In this research framework a more extensive analysis is being conducted for hourly solar radiation. The marginal distribution for hourly scale and the dependence structure of the examined process are being investigated with the ultimate goal to synthesize a preliminary cyclostationary stochastic model capable of generating synthetic series calibrated from regional climate data. Furthermore, one the most common characteristics of hydrometeorological processes is the double periodicity (i.e. the diurnal and seasonal variation of the process); therefore, solar radiation exhibits same behaviour (e.g. Fig. 1). The seasonality occurs due to the deterministic movement of the earth in orbit around the sun and around its axis of rotation.

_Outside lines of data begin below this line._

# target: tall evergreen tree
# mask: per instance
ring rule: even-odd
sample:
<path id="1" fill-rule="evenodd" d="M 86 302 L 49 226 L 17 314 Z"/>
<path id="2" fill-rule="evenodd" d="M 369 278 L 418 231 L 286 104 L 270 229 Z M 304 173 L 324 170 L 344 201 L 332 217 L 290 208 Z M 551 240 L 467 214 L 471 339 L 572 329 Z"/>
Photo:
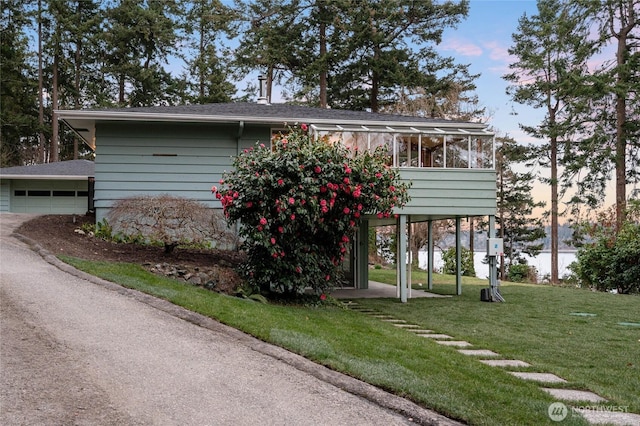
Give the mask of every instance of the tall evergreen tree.
<path id="1" fill-rule="evenodd" d="M 37 161 L 37 71 L 28 50 L 29 2 L 4 1 L 0 20 L 0 167 Z"/>
<path id="2" fill-rule="evenodd" d="M 235 34 L 237 17 L 220 0 L 192 0 L 187 4 L 186 32 L 193 56 L 187 58 L 190 100 L 195 103 L 229 102 L 235 86 L 227 80 L 229 52 L 221 37 Z M 223 50 L 221 50 L 221 47 Z"/>
<path id="3" fill-rule="evenodd" d="M 587 42 L 589 27 L 584 9 L 564 0 L 538 0 L 538 15 L 523 16 L 513 35 L 509 53 L 516 62 L 504 78 L 513 83 L 507 93 L 515 102 L 542 108 L 544 120 L 521 128 L 543 139 L 538 146 L 540 164 L 549 167 L 550 177 L 542 179 L 551 188 L 551 282 L 558 282 L 558 202 L 559 171 L 564 142 L 573 131 L 567 106 L 575 101 L 572 92 L 576 76 L 586 69 L 593 53 Z"/>
<path id="4" fill-rule="evenodd" d="M 182 9 L 176 1 L 120 0 L 106 14 L 105 71 L 116 104 L 180 103 L 180 85 L 165 68 L 181 41 Z"/>
<path id="5" fill-rule="evenodd" d="M 466 0 L 351 2 L 344 18 L 349 56 L 332 72 L 331 104 L 377 112 L 397 101 L 399 88 L 448 90 L 467 67 L 441 57 L 435 46 L 445 28 L 459 23 L 468 8 Z"/>
<path id="6" fill-rule="evenodd" d="M 574 0 L 577 1 L 577 0 Z M 588 3 L 595 41 L 610 52 L 576 80 L 580 101 L 571 105 L 576 129 L 565 158 L 565 185 L 577 183 L 577 206 L 601 207 L 615 176 L 616 225 L 624 222 L 626 185 L 640 181 L 640 0 Z"/>
<path id="7" fill-rule="evenodd" d="M 496 150 L 496 170 L 498 172 L 498 234 L 504 241 L 504 260 L 500 265 L 501 276 L 512 264 L 523 263 L 522 254 L 536 256 L 542 250 L 546 232 L 542 219 L 533 216 L 533 210 L 545 203 L 534 201 L 531 194 L 535 179 L 531 168 L 517 171 L 518 163 L 530 159 L 529 148 L 518 145 L 509 137 L 498 137 Z"/>

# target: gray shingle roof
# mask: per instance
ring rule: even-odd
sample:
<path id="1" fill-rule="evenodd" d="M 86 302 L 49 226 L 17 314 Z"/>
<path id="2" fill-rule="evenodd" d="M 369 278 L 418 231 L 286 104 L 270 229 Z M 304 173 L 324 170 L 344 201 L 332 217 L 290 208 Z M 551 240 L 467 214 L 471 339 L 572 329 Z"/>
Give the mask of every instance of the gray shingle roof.
<path id="1" fill-rule="evenodd" d="M 154 106 L 134 108 L 112 108 L 95 111 L 139 112 L 149 114 L 185 114 L 228 117 L 272 117 L 274 119 L 306 119 L 341 121 L 382 121 L 382 122 L 424 122 L 425 124 L 452 123 L 444 119 L 423 118 L 396 114 L 372 113 L 367 111 L 349 111 L 340 109 L 313 108 L 290 104 L 258 104 L 250 102 L 232 102 L 217 104 Z"/>
<path id="2" fill-rule="evenodd" d="M 16 166 L 0 168 L 0 176 L 3 178 L 17 178 L 26 176 L 78 176 L 86 178 L 94 175 L 95 165 L 89 160 L 58 161 L 55 163 L 32 164 L 29 166 Z"/>

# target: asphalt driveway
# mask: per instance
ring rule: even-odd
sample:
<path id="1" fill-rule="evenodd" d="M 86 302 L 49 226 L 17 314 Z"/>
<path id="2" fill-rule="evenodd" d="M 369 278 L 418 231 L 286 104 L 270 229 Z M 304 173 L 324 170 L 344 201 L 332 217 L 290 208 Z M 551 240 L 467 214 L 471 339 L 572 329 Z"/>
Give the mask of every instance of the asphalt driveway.
<path id="1" fill-rule="evenodd" d="M 26 218 L 0 214 L 0 424 L 452 424 L 75 271 L 11 234 Z"/>

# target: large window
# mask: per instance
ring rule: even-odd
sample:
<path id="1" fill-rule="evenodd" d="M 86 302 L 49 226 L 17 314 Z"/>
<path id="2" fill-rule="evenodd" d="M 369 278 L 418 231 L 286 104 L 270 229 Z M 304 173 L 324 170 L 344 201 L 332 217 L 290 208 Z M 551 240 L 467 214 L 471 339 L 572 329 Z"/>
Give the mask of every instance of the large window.
<path id="1" fill-rule="evenodd" d="M 318 130 L 316 135 L 340 142 L 354 151 L 382 149 L 388 156 L 387 164 L 394 167 L 493 168 L 493 135 L 489 133 L 414 130 L 415 133 L 400 133 L 392 129 L 385 132 L 340 128 Z"/>

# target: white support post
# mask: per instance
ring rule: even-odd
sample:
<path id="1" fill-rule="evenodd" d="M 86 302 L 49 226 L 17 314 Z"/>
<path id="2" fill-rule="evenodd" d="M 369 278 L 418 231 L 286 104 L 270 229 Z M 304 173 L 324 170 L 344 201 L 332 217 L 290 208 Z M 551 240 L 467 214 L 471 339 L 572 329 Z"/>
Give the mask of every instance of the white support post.
<path id="1" fill-rule="evenodd" d="M 398 281 L 400 286 L 400 301 L 407 303 L 407 216 L 401 214 L 398 218 Z"/>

In order to proceed to the hourly scale data analysis, the double
periodicity must be deduced from the measured data. To achieve that, the
clearness index *K*_{T} is introduced Eq. (2)

$$\begin{array}{}\text{(2)}& {K}_{T}={\displaystyle \frac{I}{{I}_{\mathrm{0}}}},\phantom{\rule{1em}{0ex}}{K}_{T}\in \left[\mathrm{0},\mathrm{1}\right]\end{array}$$

The index can be considered as a ratio of both deterministic and stochastic
elements. The clearness index *K*_{T}, describes all the meteorological
stochastic influences (e.g. cloudiness, dew point, temperature, atmospheric
aerosols) as it is the ratio of the actual solar radiation measured on the
ground *I*, to that available at the top of the atmosphere *I*_{0}
and so it accounts for the transparency of the atmosphere.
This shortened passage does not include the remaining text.